C’était la première fois que Saïren se rebellait contre son maître. Raine elle, regardait la scène avec effroi, bien entendu, elle ne pouvait qu’entendre la voix de Saïren, mais ses derniers mots lui en avaient appris assez pour savoir qui était le véritable ennemi : Yggdrasill.
~°~
Pendant ce temps, à Altamira, Lloyd et Kratos continuaient de marcher dans les rues, en cherchant quelque chose. Ce fut quand ils arrivèrent à l’entrée de la société Lézareno qu’ils aperçurent Préséa. Elle n’avait pas beaucoup changée depuis vingt ans, elle s’était juste coupée les cheveux pour essayer de paraître plus vielle, mais en vain. Elle semblait heureuse et surprise de les voir.
« - Mes amis, comme ça fait plaisir de vous voir ! dit-elle avec un grand sourire.
- Oh mais nous aussi ! Dis-nous, on avait combien de pour-cent de chance de se croiser ? demanda Kratos.
- SEIZE POUR-CENT DE CHANCE DE SE CROISER ! O-U-H-R-A ! répondit Lloyd en imitant Préséa.
- Arrêtez de vous moquez ça ne me fais pas rire ? Vous ne pouvez pas savoir ce que ça fait de rester presque sans sentiments pendants pus de dix ans !
- Ah par ce que tu en as plus ? C’est marrants je croyais que tu étais la fille de Préséa, c’est vrai je te donnerais huit ans, pas plus ! dit Kratos en pouffant de rire. »
Préséa partit en courant, les larmes aux yeux. Ses meilleurs amis se moquaient d’elle et elle ne savait même pas pourquoi. Au loin Régal avait observé la scène.
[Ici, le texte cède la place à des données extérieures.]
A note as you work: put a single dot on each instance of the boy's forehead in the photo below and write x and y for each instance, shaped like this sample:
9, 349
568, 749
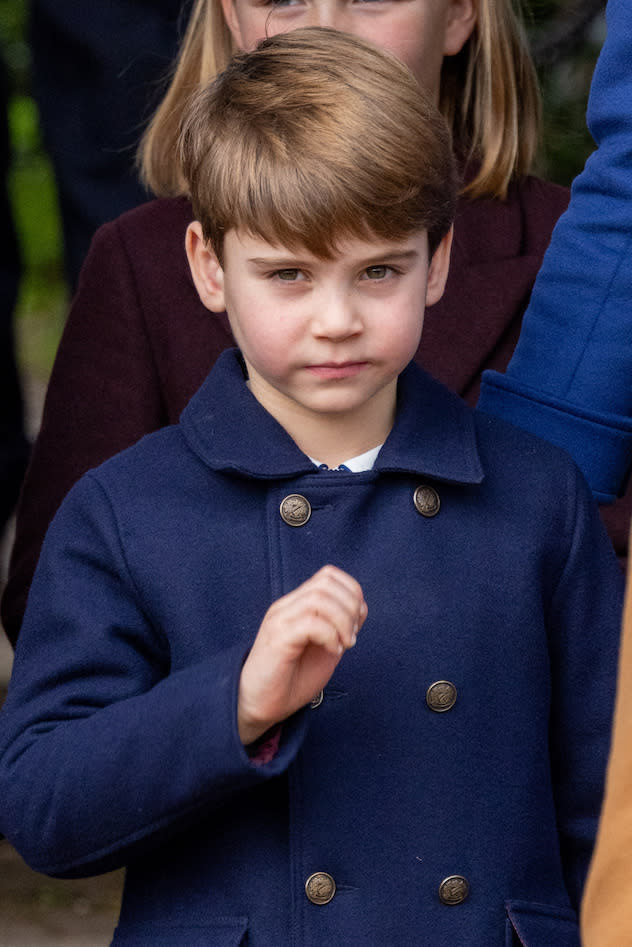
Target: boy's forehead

Il s’approcha des deux nouveaux venus.
« - C’était vraiment pas malin de faire ça ! dit Régal sur un ton autoritaire.
- Oh c’est bon toi t’as tué sa sœur et elle ne t’en veux pas tant que ça ! répondit Lloyd déçu que leur plaisanterie ne plaise pas à tout le monde.
- Oui mais c’était différent.
- C’est ça allez nous on a un truc à prendre au dernier étage tu veux ? fit Kratos exaspéré.
- Sortez immédiatement de la société Lézareno ou j’appelle les gardes.
- Très bien, répondit Lloyd. »
Il sortit son épée et la planta dans le ventre de Régal et dit : « On ne voulait pas utiliser la force, mais on a plus le choix ». L’épéiste accompagné de son père prirent l’ascenseur pour le dernier étage : la terrasse.
« - Qu’est-ce qu’on doit récupérer déjà ? demanda Lloyd.
- L’exphère de Alicia. Il nous la faut pour reconstruire le Canon à Mana, répondit Kratos.